Howard Marks put it nicely when he said that, rather than worrying about share price volatility, 'The possibility of permanent loss is the risk I worry about... and every practical investor I know worries about.' It's only natural to consider a company's balance sheet when you examine how risky it is, since debt is often involved when a business collapses. We can see that NextEra Energy, Inc. (NYSE:NEE) does use debt in its business. But should shareholders be worried about its use of debt?
Debt and other liabilities become risky for a business when it cannot easily fulfill those obligations, either with free cash flow or by raising capital at an attractive price. Ultimately, if the company can't fulfill its legal obligations to repay debt, shareholders could walk away with nothing. However, a more frequent (but still costly) occurrence is where a company must issue shares at bargain-basement prices, permanently diluting shareholders, just to shore up its balance sheet. Of course, debt can be an important tool in businesses, particularly capital heavy businesses. The first thing to do when considering how much debt a business uses is to look at its cash and debt together.

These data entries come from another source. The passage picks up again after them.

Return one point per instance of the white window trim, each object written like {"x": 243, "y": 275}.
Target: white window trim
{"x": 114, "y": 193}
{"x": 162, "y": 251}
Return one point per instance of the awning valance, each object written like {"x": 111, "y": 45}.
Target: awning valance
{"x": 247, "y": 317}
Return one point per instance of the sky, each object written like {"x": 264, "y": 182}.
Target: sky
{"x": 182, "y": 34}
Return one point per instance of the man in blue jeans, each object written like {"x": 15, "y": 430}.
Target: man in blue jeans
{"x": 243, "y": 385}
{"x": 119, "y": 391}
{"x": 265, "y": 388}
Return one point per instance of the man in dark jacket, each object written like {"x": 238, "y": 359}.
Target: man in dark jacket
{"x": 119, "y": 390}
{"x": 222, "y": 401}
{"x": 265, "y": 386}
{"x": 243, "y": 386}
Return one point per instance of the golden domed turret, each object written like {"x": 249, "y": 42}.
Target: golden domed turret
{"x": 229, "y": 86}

View our latest analysis for NextEra Energy
You can click the graphic below for the historical numbers, but it shows that as of June 2024 NextEra Energy had US$82.6b of debt, an increase on US$72.2b, over one year. Net debt is about the same, since the it doesn't have much cash.
We can see from the most recent balance sheet that NextEra Energy had liabilities of US$26.2b falling due within a year, and liabilities of US$99.1b due beyond that. On the other hand, it had cash of US$1.55b and US$6.17b worth of receivables due within a year. So it has liabilities totalling US$117.6b more than its cash and near-term receivables, combined.

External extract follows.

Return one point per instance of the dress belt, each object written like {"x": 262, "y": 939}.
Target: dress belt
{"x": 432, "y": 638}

This deficit is considerable relative to its very significant market capitalization of US$173.5b, so it does suggest shareholders should keep an eye on NextEra Energy's use of debt. This suggests shareholders would be heavily diluted if the company needed to shore up its balance sheet in a hurry.
We use two main ratios to inform us about debt levels relative to earnings. The first is net debt divided by earnings before interest, tax, depreciation, and amortization (EBITDA), while the second is how many times its earnings before interest and tax (EBIT) covers its interest expense (or its interest cover, for short). The advantage of this approach is that we take into account both the absolute quantum of debt (with net debt to EBITDA) and the actual interest expenses associated with that debt (with its interest cover ratio).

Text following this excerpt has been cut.